ModelParallelStrategy

class lightning.pytorch.strategies.ModelParallelStrategy(data_parallel_size='auto', tensor_parallel_size='auto', save_distributed_checkpoint=True, process_group_backend=None, timeout=datetime.timedelta(seconds=1800))[source]

Bases: ParallelStrategy

Enables user-defined parallelism applied to a model.

Warning

This is an experimental feature.

Currently supports up to 2D parallelism. Specifically, it supports the combination of Fully Sharded Data-Parallel 2 (FSDP2) with Tensor Parallelism (DTensor). These PyTorch APIs are currently still experimental in PyTorch (see https://pytorch.org/docs/stable/distributed.tensor.parallel.html). Requires PyTorch 2.4 or newer.

Parameters:
  • data_parallel_size (Union[Literal['auto'], int]) – The number of devices within a data-parallel group. Defaults to "auto", which sets this size to the number of nodes in the cluster.

  • tensor_parallel_size (Union[Literal['auto'], int]) – The number of devices within a tensor-parallel group. Defaults to "auto", which sets this size to the number of GPUs in a single node.

  • save_distributed_checkpoint (bool) – If True, each rank saves its shard of weights and optimizer states to a file. The checkpoint is a folder with as many files as the world size.

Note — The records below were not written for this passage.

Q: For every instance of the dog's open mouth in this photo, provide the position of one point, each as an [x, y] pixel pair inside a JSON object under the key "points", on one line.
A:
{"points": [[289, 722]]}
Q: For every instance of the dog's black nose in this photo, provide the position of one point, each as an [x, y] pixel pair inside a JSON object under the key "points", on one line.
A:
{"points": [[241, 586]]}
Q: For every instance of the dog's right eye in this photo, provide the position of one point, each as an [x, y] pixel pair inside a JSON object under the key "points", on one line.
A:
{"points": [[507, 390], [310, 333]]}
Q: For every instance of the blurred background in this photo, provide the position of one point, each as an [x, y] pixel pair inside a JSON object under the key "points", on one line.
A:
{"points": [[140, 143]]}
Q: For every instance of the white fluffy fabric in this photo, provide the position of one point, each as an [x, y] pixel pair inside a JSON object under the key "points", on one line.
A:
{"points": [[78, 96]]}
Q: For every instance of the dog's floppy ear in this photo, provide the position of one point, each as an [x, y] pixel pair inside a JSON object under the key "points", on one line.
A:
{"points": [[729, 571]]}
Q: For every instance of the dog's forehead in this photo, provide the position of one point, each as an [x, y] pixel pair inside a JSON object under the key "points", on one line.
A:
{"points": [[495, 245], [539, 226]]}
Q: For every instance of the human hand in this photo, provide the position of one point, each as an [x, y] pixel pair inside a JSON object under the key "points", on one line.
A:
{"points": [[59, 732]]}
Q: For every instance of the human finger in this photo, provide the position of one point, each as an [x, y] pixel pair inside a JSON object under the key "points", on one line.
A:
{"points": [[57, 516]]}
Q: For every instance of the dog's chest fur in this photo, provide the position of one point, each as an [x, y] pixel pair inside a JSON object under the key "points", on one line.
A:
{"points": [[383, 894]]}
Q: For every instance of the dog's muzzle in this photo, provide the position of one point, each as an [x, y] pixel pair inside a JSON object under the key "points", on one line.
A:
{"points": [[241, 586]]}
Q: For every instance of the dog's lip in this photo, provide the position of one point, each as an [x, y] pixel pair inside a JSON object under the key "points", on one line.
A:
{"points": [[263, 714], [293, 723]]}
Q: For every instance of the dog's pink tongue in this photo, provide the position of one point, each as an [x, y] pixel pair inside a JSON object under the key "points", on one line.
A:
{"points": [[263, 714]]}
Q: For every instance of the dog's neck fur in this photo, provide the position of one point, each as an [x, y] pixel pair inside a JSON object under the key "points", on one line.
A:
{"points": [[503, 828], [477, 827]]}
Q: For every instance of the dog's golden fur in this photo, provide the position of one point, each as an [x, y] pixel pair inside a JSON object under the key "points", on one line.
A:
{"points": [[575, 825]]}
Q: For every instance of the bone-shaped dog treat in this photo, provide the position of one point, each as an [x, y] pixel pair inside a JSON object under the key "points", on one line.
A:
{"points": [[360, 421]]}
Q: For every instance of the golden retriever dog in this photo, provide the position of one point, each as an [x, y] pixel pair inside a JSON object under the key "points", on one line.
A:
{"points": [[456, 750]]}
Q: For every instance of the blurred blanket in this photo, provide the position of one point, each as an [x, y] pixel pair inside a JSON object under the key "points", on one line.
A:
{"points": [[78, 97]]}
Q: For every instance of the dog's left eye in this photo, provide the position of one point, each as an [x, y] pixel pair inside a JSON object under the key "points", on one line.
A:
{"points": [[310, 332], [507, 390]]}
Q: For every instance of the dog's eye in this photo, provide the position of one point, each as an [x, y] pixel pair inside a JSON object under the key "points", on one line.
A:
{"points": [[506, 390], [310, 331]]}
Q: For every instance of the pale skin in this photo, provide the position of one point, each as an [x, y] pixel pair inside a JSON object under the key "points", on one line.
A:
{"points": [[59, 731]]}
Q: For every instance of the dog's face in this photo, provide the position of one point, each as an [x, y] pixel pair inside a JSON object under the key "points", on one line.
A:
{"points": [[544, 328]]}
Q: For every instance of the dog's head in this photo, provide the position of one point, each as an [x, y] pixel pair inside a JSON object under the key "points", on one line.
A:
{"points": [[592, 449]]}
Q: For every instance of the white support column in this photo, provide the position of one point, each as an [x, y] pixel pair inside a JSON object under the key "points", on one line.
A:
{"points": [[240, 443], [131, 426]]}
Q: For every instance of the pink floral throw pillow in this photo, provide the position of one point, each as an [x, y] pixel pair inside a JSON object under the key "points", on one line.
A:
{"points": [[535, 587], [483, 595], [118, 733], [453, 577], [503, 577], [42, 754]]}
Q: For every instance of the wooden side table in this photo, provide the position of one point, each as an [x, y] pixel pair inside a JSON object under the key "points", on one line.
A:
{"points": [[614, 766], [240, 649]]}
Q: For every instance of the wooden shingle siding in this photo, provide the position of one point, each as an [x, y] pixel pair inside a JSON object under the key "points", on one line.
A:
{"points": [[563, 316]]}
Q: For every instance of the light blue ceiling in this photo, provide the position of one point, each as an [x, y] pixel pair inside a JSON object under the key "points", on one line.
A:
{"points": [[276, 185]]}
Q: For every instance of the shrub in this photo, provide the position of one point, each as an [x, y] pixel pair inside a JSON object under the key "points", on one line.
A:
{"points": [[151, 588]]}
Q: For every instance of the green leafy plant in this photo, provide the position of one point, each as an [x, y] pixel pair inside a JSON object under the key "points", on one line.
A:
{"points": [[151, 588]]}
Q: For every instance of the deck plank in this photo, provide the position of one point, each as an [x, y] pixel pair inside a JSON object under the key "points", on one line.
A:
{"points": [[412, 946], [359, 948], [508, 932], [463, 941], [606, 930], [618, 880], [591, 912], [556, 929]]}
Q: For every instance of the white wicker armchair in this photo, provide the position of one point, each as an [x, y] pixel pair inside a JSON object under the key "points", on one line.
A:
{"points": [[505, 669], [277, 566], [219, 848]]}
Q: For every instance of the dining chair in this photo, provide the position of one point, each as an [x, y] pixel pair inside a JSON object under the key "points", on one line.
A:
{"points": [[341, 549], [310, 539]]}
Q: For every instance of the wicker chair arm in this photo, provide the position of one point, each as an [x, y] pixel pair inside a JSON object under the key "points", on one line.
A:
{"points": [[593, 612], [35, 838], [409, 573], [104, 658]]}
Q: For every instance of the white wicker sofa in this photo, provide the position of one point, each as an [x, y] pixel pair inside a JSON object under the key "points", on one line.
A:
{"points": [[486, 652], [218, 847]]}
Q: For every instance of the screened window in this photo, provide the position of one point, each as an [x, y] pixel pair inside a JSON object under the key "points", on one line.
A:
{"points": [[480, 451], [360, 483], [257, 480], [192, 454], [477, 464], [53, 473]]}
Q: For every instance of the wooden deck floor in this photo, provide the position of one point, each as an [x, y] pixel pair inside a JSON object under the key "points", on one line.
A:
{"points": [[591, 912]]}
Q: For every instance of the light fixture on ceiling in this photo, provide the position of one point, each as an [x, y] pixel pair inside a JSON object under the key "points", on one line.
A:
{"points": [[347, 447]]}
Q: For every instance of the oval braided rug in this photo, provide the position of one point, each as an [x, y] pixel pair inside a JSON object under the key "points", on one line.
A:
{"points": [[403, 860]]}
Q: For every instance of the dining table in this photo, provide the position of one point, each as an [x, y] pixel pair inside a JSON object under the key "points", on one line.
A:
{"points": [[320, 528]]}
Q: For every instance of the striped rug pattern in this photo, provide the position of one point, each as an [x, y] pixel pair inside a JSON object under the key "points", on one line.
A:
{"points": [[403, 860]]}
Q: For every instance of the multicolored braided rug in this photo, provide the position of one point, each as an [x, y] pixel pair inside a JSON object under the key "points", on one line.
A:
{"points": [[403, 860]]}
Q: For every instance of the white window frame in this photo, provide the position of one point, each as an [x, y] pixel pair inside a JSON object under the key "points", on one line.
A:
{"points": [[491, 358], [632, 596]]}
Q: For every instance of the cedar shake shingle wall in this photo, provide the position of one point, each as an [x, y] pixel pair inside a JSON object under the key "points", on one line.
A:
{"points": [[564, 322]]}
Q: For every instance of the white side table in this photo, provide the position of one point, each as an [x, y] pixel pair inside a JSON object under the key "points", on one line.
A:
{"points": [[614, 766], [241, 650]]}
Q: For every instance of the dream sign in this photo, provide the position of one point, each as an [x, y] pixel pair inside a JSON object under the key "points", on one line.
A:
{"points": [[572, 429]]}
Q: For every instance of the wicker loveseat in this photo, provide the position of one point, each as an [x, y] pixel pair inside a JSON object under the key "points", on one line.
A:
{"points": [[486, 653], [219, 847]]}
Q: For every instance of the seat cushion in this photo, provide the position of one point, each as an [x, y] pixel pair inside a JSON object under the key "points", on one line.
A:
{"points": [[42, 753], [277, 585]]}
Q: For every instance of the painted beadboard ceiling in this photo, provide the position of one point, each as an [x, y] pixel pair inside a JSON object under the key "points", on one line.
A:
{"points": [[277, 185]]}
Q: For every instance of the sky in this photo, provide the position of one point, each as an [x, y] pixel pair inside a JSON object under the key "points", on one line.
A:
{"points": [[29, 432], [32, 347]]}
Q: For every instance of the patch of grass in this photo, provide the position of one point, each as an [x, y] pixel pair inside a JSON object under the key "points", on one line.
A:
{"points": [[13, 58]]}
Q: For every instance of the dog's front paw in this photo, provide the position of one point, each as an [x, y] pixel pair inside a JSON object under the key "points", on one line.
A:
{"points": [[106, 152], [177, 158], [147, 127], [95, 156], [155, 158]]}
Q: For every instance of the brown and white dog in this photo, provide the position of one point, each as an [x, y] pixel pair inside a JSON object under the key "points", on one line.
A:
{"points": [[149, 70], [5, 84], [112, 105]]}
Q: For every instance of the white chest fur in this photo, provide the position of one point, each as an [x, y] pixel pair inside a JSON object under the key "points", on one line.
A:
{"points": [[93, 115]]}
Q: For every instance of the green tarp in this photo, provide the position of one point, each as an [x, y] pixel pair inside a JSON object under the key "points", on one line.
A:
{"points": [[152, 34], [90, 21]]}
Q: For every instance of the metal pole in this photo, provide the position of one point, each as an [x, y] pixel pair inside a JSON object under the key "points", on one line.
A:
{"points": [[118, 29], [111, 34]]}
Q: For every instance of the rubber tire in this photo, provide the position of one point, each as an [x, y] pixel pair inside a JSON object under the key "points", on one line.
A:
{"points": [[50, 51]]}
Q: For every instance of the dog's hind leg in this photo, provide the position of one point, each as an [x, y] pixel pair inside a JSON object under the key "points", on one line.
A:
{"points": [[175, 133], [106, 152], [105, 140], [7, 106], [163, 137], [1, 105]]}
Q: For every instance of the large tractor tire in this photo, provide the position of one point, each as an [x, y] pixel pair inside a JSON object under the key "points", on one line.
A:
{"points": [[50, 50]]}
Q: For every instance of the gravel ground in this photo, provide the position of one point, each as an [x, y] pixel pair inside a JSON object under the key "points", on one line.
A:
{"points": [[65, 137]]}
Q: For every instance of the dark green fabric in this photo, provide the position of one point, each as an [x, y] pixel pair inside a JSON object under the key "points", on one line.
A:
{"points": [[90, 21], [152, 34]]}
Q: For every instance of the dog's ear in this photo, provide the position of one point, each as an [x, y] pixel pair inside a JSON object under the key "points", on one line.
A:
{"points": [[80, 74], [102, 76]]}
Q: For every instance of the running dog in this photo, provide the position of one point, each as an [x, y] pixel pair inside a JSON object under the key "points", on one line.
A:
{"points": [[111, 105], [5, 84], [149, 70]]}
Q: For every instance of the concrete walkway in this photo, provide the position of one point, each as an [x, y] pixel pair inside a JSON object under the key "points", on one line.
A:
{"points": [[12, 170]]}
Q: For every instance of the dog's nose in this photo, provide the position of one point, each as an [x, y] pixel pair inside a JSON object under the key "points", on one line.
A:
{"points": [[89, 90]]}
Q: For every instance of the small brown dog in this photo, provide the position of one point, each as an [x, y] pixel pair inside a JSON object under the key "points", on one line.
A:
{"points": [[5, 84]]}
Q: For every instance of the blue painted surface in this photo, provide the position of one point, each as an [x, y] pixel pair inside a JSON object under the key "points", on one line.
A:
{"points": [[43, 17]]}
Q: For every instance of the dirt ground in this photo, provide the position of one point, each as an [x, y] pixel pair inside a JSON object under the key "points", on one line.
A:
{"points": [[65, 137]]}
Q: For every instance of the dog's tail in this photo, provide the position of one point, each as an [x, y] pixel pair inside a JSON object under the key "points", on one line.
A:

If False, the full weights and optimizer states get assembled on rank 0 and saved to a single file.

barrier(name=None)[source]

Synchronizes all processes which blocks processes until the whole group enters this function.

Parameters:

name (Optional[str]) – an optional name to pass into barrier.

Return type:

None

broadcast(obj, src=0)[source]

Broadcasts an object to all processes.

Parameters:
  • obj (TypeVar(TBroadcast)) – the object to broadcast

  • src (int) – source rank

Return type:

TypeVar(TBroadcast)

lightning_module_state_dict()[source]

Collects the state dict of the model.

Only returns a non-empty state dict on rank 0 if save_distributed_checkpoint=False.

Return type:

dict[str, Any]

model_to_device()[source]

Moves the model to the correct device.

Return type:

None

optimizer_state(optimizer)[source]

Collects the state of the given optimizer.

Only returns a non-empty state dict on rank 0 if save_distributed_checkpoint=False.

Return type:

dict[str, Any]

reduce(tensor, group=None, reduce_op='mean')[source]

Reduces the given tensor (e.g. across GPUs/processes).

Parameters:
  • tensor (Union[Tensor, Any]) – the tensor to sync and reduce

  • group (Optional[Any]) – the process group to reduce

  • reduce_op (Union[ReduceOp, str, None]) – the reduction operation. Defaults to ‘mean’. Can also be a string ‘sum’ or ReduceOp.

Return type:

Tensor

save_checkpoint(checkpoint, filepath, storage_options=None)[source]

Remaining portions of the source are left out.